クールなエリート警視正は、天涯孤独な期間限定恋人へと初恋を捧げる


 紗理奈としてはどうにも気になっていた。

「誰にでもフルネーム呼びなのかなって、気にしてなかったんですけど、さっきはお兄ちゃんのこと、陽太って呼び捨てで呼んでいたじゃないですか?」

 すると、真剣な表情で近江が問いかけてくる。

「下の名前だけで呼ばれたいのか?」

「ん? そうですね。

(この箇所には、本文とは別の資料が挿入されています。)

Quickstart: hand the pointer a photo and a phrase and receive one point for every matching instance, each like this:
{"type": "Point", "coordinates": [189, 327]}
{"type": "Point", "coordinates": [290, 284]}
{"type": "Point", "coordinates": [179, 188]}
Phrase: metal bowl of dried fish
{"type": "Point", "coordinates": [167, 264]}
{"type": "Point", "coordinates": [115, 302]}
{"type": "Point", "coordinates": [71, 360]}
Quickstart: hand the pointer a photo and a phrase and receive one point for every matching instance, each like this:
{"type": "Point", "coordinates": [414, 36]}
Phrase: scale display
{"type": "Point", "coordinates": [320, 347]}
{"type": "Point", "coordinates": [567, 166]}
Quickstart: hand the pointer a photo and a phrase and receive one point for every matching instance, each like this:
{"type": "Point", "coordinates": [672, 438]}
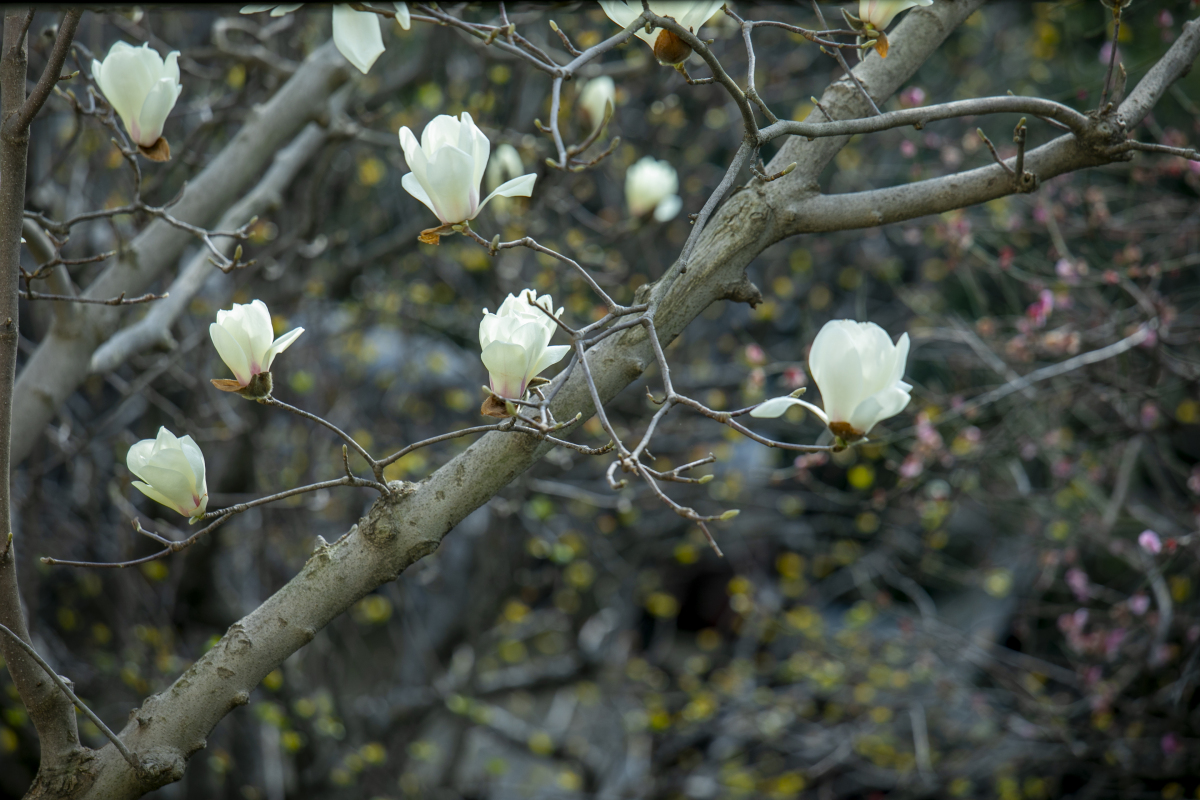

これから先も私が堂本紗理奈のままで良いんだったら、それでよいですけど……同じ名字になったら、近江さんはどうするつもりなのかなって……」

 すると、近江がその場に立ち止まった。

「……近江さん?」

 見れば、近江は赤面したまま絶句していた。

「近江さん……?」

「同じ名字……堂本紗理奈が俺と同じ名字……」

 どうやら同じ名字という単語が、近江の心に刺さったらしい。

「ええっと、近江さんにその気はなかったということですか? ちょっとだけがっかりです」

 すると、近江がものすごい勢いで喰いついてきた。
 彼の両手が紗理奈の肩をがっしり掴んでくる。

「いいや、そんなことはない。お前の口からそんな言葉が聞けて喜んでいるだけだ」

 そうして、近江が頬を朱に染めながら告げてくる。

「お前も俺との結婚に前向きなようで安心している」

「ええっと……まあ、確かにそうですね」

 紗理奈も頬を朱に染めた。
 そんな風に言われると、紗理奈としても悪い気はしなかった。

「その場合、君も俺のことを名字呼びのままなのはおかしくないだろうか?」

「あ! 言われてみればそうですね!」

 なんだか照れくさい。
 気を取り直して、二人してしばらく前に進む。
 森を抜けた先……
 眩い光の下、煌めく場所が目に入る。